Melissa Kite Melissa Kite

The ugly side of AA

An ageing bricklayer has been banned because of flirtatious behaviour

It all started in America in the 1930s with a stockbroker and a doctor realising that if they talked to each other they could resist going to the bar. Credit: Bettmann/Getty 
issue 17 September 2022

A lot has been going wrong lately in the support group I’ve been attending for more than 20 years.

I wasn’t going to write about it, of course. But then a fellow member stuck her iPhone in my face at a meeting and filmed me. So rather than sitting here waiting for the footage to turn up on the internet, I thought I’d explain.

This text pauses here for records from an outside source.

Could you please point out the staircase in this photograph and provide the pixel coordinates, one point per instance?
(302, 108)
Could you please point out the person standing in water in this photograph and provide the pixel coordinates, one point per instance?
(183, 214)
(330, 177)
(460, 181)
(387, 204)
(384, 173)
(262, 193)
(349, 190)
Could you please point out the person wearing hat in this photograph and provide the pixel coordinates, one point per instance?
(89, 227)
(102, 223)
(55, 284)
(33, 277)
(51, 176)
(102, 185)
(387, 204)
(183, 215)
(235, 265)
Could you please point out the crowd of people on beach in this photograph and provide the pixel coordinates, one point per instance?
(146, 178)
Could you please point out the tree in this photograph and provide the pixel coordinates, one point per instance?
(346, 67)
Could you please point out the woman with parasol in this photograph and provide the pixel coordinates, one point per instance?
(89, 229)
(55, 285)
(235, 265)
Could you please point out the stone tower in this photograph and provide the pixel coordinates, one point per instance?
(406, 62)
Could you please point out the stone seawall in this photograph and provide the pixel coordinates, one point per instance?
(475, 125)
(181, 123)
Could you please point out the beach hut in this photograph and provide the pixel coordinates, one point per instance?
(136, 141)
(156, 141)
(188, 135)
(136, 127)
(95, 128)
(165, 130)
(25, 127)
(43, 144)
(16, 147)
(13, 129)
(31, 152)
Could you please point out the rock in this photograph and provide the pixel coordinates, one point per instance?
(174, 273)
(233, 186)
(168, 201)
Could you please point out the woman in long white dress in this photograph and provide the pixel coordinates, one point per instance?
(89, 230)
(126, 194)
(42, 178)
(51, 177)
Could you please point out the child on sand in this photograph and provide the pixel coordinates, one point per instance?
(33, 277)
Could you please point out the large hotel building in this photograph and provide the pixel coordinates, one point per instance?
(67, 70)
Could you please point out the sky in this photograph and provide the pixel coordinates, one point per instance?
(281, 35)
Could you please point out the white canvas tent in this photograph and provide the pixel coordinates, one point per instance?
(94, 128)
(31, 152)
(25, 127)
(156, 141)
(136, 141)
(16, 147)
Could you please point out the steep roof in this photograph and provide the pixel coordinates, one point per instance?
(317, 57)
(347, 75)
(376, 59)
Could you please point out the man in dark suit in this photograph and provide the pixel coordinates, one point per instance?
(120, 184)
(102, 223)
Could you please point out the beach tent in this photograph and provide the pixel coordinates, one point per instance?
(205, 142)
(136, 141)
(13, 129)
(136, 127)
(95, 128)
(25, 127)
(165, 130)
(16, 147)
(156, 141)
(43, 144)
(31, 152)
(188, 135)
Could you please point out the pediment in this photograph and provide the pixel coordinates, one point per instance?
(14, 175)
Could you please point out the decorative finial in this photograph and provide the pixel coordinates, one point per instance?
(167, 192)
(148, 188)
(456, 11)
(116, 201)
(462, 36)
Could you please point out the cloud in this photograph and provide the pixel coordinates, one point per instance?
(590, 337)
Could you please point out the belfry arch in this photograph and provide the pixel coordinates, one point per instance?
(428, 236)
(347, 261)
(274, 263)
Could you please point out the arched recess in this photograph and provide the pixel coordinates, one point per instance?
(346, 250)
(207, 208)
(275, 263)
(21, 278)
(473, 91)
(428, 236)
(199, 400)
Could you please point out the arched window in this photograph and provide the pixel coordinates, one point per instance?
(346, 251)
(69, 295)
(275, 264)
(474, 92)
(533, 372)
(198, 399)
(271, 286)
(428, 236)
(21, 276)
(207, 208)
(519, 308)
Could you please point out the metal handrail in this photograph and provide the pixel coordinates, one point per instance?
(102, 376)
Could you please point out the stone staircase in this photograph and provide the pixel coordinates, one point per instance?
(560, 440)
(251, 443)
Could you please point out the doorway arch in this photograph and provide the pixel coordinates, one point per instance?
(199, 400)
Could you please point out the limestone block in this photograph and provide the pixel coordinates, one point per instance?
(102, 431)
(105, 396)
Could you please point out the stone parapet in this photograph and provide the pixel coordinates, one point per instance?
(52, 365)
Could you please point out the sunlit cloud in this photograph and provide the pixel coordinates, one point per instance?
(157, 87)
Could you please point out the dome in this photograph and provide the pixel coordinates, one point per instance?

I’ve been objecting to the banning of a long-time member who has helped a lot of other members over the years, but he’s chatted up too many women and now the safeguarding procedures of this strange new era have kicked in and the younger female members, in particular, have flexed their muscles and decided to throw him out.

I am one of the older generation members who have stuck up for this 64-year-old man, who is of an age and social class that have left him completely bewildered as to why he cannot flirt with women without being accused of harassment. I have been standing up in meetings and saying that while this chap can be a pain to deal with sometimes, his history is very unfortunate, and I do not believe we should ban him.

Well, the snowflakes have gone tonto. And now one of them has filmed me in a meeting sitting next to this almost pensioner trying to defend him while they were shouting at him to leave and not come back.

So I suppose I will have to explain that I was one of those Fleet Street hacks… until I decided, aged 29, that I should knock it on the head in a timely fashion. I found I couldn’t do it on my own. And these meetings were fantastic: unlimited group therapy in return for a pound in the pot.